Integer sqrt in stdlib

My proposed isqrt produces the integer squareroot for all integer types, not floating point.

2 Likes

Hey @asterite, I think the fundamental problem here is Crystal’s implementation of the GMP library.

Check out the following.

require "big"
require "benchmark"

module BitLength
  def bit_length()
    x = self < 0 ? ~self : self

    if x.is_a?(Int::Primitive)
      self.class.new(sizeof(self) * 8 - x.leading_zeros_count)
    else
      Math.log2(self).ceil.to_i
    end
  end
end

struct Int; include BitLength end

n = 10 ** 9
puts; puts "n = (10 ** 9) # => 30"
Benchmark.ips do |x|
  x.report("bit_length") do
    n.bit_length
  end
  x.report("to_s(2).size") do
    n.to_s(2).size
  end
end

n = 10_u64 ** 19
puts; puts "n = (10 ** 19) # => 64"
Benchmark.ips do |x|
  x.report("bit_length") do
    n.bit_length
  end
  x.report("to_s(2).size") do
    n.to_s(2).size
  end
end

n = 10.to_big_i ** 21
puts; puts "n = (10 ** 21) # => 70"
Benchmark.ips do |x|
  x.report("bit_length") do
    n.bit_length
  end
  x.report("to_s(2).size") do
    n.to_s(2).size
  end
end

n = 10.to_big_i ** 30
puts; puts "n = (10 ** 38) # => 100"
Benchmark.ips do |x|
  x.report("bit_length") do
    n.bit_length
  end
  x.report("to_s(2).size") do
    n.to_s(2).size
  end
end

n = 10.to_big_i ** 50
puts; puts "n = (10 ** 50) # => 167"
Benchmark.ips do |x|
  x.report("bit_length") do
    n.bit_length
  end
  x.report("to_s(2).size") do
    n.to_s(2).size
  end
end

n = 10.to_big_i ** 200
puts; puts "n = (10 ** 200) # => 667"
Benchmark.ips do |x|
  x.report("bit_length") do
    n.bit_length
  end
  x.report("to_s(2).size") do
    n.to_s(2).size
  end
end

n = 10.to_big_i ** 308
puts; puts "n = (10 ** 308) # => 1024"
Benchmark.ips do |x|
  x.report("bit_length") do
    n.bit_length
  end
  x.report("to_s(2).size") do
    n.to_s(2).size
  end
end

It produces this output, with all the input values creating valid results.

n = (10 ** 9) # => 30
  bit_length 436.29M (  2.29ns) (± 3.52%)   0.0B/op        fastest
to_s(2).size  11.09M ( 90.19ns) (± 6.20%)  48.0B/op  39.35× slower

n = (10 ** 19) # => 64
  bit_length 435.76M (  2.29ns) (± 3.71%)   0.0B/op        fastest
to_s(2).size   9.61M (104.02ns) (± 5.63%)  80.0B/op  45.33× slower

n = (10 ** 21) # => 70
  bit_length 108.68M (  9.20ns) (± 3.70%)  0.0B/op        fastest
to_s(2).size   3.00M (333.32ns) (± 4.80%)  176B/op  36.22× slower

n = (10 ** 38) # => 100
  bit_length 106.59M (  9.38ns) (± 7.24%)  0.0B/op        fastest
to_s(2).size   2.33M (429.16ns) (± 4.79%)  240B/op  45.75× slower

n = (10 ** 50) # => 167
  bit_length 108.22M (  9.24ns) (± 5.51%)  0.0B/op        fastest
to_s(2).size   1.50M (665.18ns) (± 4.75%)  368B/op  71.99× slower

n = (10 ** 200) # => 667
  bit_length 107.04M (  9.34ns) (± 6.26%)    0.0B/op         fastest
to_s(2).size 428.15k (  2.34”s) (± 5.89%)  1.44kB/op  249.99× slower

n = (10 ** 308) # => 1024
  bit_length 114.35M (  8.75ns) (± 6.29%)    0.0B/op         fastest
to_s(2).size 278.45k (  3.59”s) (± 5.36%)  2.63kB/op  410.65× slower

The Crystal version of Math.log2(n) bombs starting with (10 ** 309), and larger.

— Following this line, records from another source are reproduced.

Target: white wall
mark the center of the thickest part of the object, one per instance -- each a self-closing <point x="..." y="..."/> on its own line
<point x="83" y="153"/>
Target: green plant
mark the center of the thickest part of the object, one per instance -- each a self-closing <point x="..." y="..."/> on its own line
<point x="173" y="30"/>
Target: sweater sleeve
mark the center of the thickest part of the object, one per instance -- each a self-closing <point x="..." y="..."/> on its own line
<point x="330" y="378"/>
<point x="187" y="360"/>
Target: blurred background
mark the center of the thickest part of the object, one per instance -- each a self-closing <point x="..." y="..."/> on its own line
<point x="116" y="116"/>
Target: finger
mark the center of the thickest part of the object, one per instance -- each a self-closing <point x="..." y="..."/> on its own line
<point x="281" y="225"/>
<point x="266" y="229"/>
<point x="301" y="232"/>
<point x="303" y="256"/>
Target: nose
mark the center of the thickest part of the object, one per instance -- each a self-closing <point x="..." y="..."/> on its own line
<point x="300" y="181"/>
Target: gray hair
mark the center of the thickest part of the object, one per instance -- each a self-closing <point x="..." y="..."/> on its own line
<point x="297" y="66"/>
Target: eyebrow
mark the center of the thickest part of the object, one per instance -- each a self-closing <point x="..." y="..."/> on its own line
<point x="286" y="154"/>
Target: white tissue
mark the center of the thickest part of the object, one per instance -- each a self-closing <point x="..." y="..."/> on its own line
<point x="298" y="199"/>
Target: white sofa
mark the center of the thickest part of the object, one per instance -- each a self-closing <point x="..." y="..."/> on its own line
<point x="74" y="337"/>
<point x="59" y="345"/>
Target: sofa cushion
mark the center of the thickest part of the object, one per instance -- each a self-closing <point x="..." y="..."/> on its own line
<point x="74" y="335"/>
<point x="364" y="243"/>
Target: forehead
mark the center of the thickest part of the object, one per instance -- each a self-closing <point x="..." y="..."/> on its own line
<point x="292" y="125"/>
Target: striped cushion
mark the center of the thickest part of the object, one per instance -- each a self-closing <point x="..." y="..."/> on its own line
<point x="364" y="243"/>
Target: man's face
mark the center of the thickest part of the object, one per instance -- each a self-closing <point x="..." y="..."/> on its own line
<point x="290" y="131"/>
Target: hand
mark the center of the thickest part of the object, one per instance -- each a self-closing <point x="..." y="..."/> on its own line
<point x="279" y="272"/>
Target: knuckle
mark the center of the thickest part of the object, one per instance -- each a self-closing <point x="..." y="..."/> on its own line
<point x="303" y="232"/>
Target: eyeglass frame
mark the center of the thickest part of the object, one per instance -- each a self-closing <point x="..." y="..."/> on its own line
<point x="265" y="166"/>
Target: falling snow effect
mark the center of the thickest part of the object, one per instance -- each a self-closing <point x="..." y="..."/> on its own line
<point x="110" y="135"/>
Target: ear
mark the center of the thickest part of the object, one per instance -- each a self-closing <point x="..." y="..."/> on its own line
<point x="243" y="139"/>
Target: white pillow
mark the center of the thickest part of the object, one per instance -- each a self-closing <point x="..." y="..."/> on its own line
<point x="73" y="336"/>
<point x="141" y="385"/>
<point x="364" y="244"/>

However, the Ruby implementation of Math.log2(n) works for large n.

2.7.0 :172 > Math.log2(10**100000).ceil
 => 332193 
2.7.0 :173 > (10**100000).bit_length 
 => 332193 
2.7.0 :174 > (10**100000).to_s(2).size
 => 332193 
2.7.0 :175 

This says to me Crystal’s implementation of GMP is severely deficient, and fixing it will cure a host of ills, and provide the same usefulness and benefits of Ruby.

Sorry, I don’t follow. In which way it’s severely deficient? Are you talking about the bit_length producing wrong results or something else?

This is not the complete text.